Op 19 september organiseerde het Openbaar Ministerie in samenwerking met de Amsterdamse Stadsschouwburg de discussieavond Het Volk en zijn Rechtspraak. Het onderwerp was de toenemende invloed van de publieke opinie op de rechtsgang in Nederland. Jacqueline Gerretsen, lid van het Humanistisch Verbond en deelnemer aan het Platform Bescherming Burgerrechten was aanwezig en schreef een impressie.
Donderdagavond 19 september. De Rabozaal van de Stadsschouwburg in Amsterdam is bomvol met advocaten, officieren van justitie, rechters en rechtenstudenten, aangevuld met enkele mensen die niet juridisch geschoold zijn. Het Openbaar Ministerie heeft in samenwerking met de Orde van Advocaten en de Raad voor de Rechtspraak een avond georganiseerd onder de titel: “Het Volk en zijn Rechtspraak”. Een avond over de toenemende invloed van de publieke opinie op de rechtsgang in Nederland.
De Stadsschouwburg kondigt de avond als volgt aan op haar website: De laatste jaren worden steeds meer rechtszaken niet alleen in de rechtszaal beslecht, maar ook via kranten en televisie. Sommige advocaten zijn niet van de buis weg te slaan. Ook officieren van justitie en rechters geven publiekelijk tekst en uitleg. Leidt dat tot meer transparantie en betrokkenheid, of is er sprake van popularisering en gaan we de Amerikaanse kant op met onze rechtspraak?
De directeur van de Schouwburg van Amsterdam, Melle Damen, opent de avond met de vraag in hoeverre ‘het volk’ invloed heeft op het instituut rechtspraak, of met andere woorden: hoe beschaafd is ons rechtssysteem? “Wij noemen het democratisch, we leven immers in een democratie en de rechtspraak is deel van deze rechtstaat. De bevolking wordt vertegenwoordigd in dit rechtssysteem door het Openbaar Ministerie (OM) in de persoon van de Officier van Justitie, die de rol advocaat van het volk heeft – ‘The People’ zoals dat in het Amerikaanse rechtssysteem wordt genoemd. Het volk, de burger zelf, is echter niet aanwezig. Komt het volk eigenlijk wel tot zijn recht in dit rechtssysteem?”
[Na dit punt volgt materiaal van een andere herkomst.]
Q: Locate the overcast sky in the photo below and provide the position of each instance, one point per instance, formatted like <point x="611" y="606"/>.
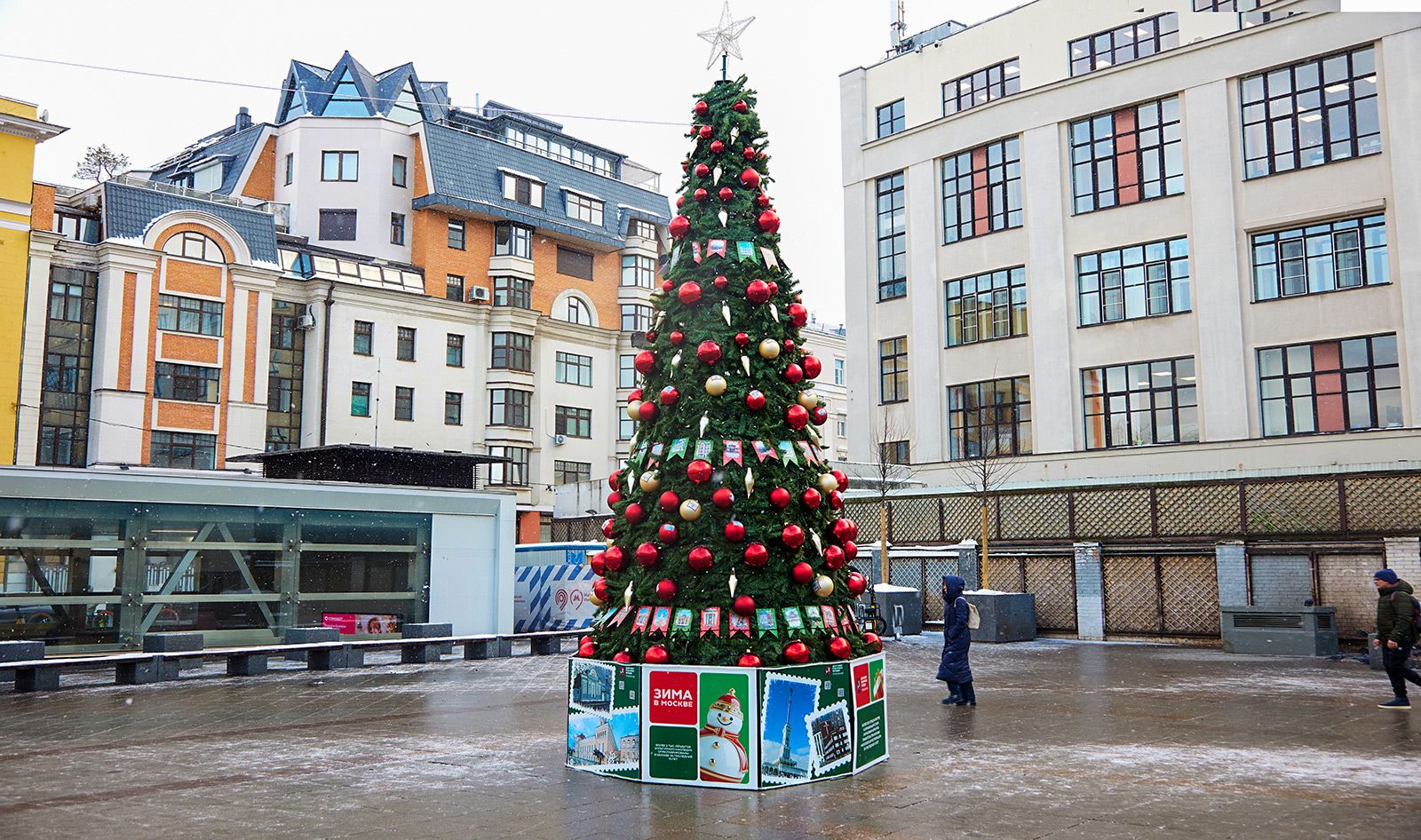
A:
<point x="623" y="59"/>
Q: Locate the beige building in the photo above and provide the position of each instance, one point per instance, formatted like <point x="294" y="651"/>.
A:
<point x="1137" y="241"/>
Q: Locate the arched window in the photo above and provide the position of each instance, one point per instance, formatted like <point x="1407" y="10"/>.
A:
<point x="579" y="312"/>
<point x="194" y="246"/>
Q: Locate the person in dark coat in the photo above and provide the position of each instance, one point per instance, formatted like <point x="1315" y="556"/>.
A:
<point x="957" y="638"/>
<point x="1396" y="634"/>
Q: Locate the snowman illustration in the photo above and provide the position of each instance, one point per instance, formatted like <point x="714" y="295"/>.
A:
<point x="722" y="757"/>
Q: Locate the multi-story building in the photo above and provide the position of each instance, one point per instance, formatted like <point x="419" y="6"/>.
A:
<point x="374" y="266"/>
<point x="21" y="128"/>
<point x="1140" y="241"/>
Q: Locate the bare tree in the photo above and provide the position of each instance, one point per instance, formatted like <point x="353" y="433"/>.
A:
<point x="890" y="468"/>
<point x="995" y="463"/>
<point x="99" y="162"/>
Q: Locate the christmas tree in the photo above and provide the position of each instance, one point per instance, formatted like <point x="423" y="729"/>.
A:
<point x="726" y="544"/>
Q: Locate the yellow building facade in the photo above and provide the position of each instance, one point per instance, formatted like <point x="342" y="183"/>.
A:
<point x="20" y="131"/>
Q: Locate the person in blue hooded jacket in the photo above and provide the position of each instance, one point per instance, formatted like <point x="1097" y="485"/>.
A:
<point x="957" y="638"/>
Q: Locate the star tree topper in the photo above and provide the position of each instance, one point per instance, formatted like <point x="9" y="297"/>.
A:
<point x="725" y="37"/>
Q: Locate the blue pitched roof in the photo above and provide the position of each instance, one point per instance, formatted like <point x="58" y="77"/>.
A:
<point x="128" y="210"/>
<point x="236" y="147"/>
<point x="465" y="172"/>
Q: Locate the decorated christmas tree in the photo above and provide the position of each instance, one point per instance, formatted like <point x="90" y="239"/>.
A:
<point x="726" y="543"/>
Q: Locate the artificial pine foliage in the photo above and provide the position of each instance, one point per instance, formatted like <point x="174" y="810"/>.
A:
<point x="724" y="366"/>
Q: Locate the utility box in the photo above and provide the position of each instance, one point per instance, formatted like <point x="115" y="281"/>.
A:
<point x="1304" y="631"/>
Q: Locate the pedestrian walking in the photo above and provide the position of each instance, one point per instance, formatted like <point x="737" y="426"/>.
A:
<point x="957" y="638"/>
<point x="1396" y="633"/>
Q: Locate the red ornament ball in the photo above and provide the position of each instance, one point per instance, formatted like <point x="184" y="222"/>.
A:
<point x="698" y="471"/>
<point x="700" y="559"/>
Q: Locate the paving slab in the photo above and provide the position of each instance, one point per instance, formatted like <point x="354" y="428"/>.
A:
<point x="1070" y="741"/>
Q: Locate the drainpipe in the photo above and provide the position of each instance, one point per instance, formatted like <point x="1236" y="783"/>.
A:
<point x="326" y="357"/>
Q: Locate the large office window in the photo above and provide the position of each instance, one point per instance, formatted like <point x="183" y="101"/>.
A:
<point x="1311" y="114"/>
<point x="982" y="189"/>
<point x="893" y="369"/>
<point x="572" y="472"/>
<point x="989" y="418"/>
<point x="1136" y="281"/>
<point x="509" y="407"/>
<point x="1126" y="43"/>
<point x="405" y="343"/>
<point x="404" y="402"/>
<point x="340" y="165"/>
<point x="890" y="118"/>
<point x="980" y="87"/>
<point x="337" y="225"/>
<point x="187" y="383"/>
<point x="893" y="238"/>
<point x="573" y="368"/>
<point x="987" y="305"/>
<point x="1321" y="258"/>
<point x="1141" y="404"/>
<point x="189" y="314"/>
<point x="639" y="270"/>
<point x="512" y="241"/>
<point x="515" y="472"/>
<point x="1336" y="385"/>
<point x="182" y="449"/>
<point x="1127" y="155"/>
<point x="512" y="352"/>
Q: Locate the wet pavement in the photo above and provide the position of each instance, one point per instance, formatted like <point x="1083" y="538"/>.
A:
<point x="1070" y="741"/>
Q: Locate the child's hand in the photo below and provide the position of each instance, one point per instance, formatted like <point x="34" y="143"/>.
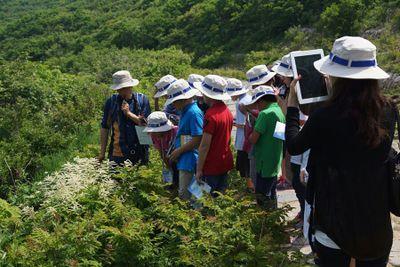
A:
<point x="293" y="100"/>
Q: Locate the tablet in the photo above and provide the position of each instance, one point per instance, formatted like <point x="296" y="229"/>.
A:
<point x="311" y="88"/>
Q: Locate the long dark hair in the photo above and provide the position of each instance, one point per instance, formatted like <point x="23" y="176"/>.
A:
<point x="363" y="101"/>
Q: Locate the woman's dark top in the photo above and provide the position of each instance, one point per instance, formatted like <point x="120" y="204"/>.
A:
<point x="347" y="183"/>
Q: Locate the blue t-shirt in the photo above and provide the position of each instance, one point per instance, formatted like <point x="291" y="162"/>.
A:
<point x="190" y="124"/>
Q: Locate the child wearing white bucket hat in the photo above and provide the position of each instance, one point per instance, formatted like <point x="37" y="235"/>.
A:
<point x="163" y="134"/>
<point x="268" y="149"/>
<point x="122" y="112"/>
<point x="350" y="140"/>
<point x="199" y="96"/>
<point x="161" y="91"/>
<point x="260" y="75"/>
<point x="215" y="155"/>
<point x="190" y="130"/>
<point x="237" y="91"/>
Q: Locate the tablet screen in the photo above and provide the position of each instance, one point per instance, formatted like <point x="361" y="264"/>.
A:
<point x="312" y="83"/>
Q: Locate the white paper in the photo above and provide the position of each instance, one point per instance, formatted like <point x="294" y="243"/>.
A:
<point x="144" y="138"/>
<point x="280" y="130"/>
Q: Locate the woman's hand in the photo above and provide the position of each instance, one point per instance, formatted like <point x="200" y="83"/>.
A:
<point x="293" y="101"/>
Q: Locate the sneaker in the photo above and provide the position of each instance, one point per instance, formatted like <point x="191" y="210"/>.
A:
<point x="283" y="185"/>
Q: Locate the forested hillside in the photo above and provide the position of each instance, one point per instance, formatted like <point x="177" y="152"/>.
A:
<point x="56" y="62"/>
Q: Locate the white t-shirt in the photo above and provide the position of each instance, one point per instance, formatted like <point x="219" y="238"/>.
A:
<point x="239" y="120"/>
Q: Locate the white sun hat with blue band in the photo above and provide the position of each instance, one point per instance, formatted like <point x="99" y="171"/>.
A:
<point x="284" y="67"/>
<point x="213" y="87"/>
<point x="158" y="122"/>
<point x="259" y="92"/>
<point x="259" y="74"/>
<point x="352" y="58"/>
<point x="179" y="90"/>
<point x="123" y="79"/>
<point x="193" y="78"/>
<point x="235" y="87"/>
<point x="163" y="84"/>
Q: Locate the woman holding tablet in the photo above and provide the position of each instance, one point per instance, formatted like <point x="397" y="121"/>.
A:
<point x="350" y="139"/>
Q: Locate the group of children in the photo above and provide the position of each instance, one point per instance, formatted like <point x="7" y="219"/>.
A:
<point x="193" y="132"/>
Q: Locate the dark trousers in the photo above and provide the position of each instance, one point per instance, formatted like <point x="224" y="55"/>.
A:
<point x="298" y="186"/>
<point x="328" y="257"/>
<point x="266" y="191"/>
<point x="218" y="183"/>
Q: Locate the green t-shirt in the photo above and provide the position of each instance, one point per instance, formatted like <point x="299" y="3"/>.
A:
<point x="268" y="149"/>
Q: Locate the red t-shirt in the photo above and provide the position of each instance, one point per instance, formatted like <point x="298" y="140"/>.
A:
<point x="218" y="121"/>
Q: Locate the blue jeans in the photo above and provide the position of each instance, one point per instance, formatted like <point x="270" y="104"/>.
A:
<point x="266" y="191"/>
<point x="218" y="183"/>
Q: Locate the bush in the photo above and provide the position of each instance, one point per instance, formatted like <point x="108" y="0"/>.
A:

Dat lijkt met de aanzwellende kritiek op de rechtspraak een steeds relevantere vraag. Damen: “Individuele emoties worden via het platform van de media al snel collectieve emoties. Instituten liggen onder vuur van het volk. Op welke wijze reageert de rechtspraak op deze emoties? Hoe kwetsbaar zijn deze instituties voor actie van het volk? De rechter wordt gevraagd een gewoon mens te zijn. Hoe legitimeert de Rechtspraak zich tegenover het volk? De samenleving komt steeds dichterbij de rechtspraak. Wat is de geijkte weg voor het instituut van rechtspraak en de magistratuur? Daarbij zijn volgens Damen drie begrippen van belang: Distantie, Distinctie en Discretie.
“De rechtspraak is niet het bezit van iets of iemand, en zeker niet van het volk.”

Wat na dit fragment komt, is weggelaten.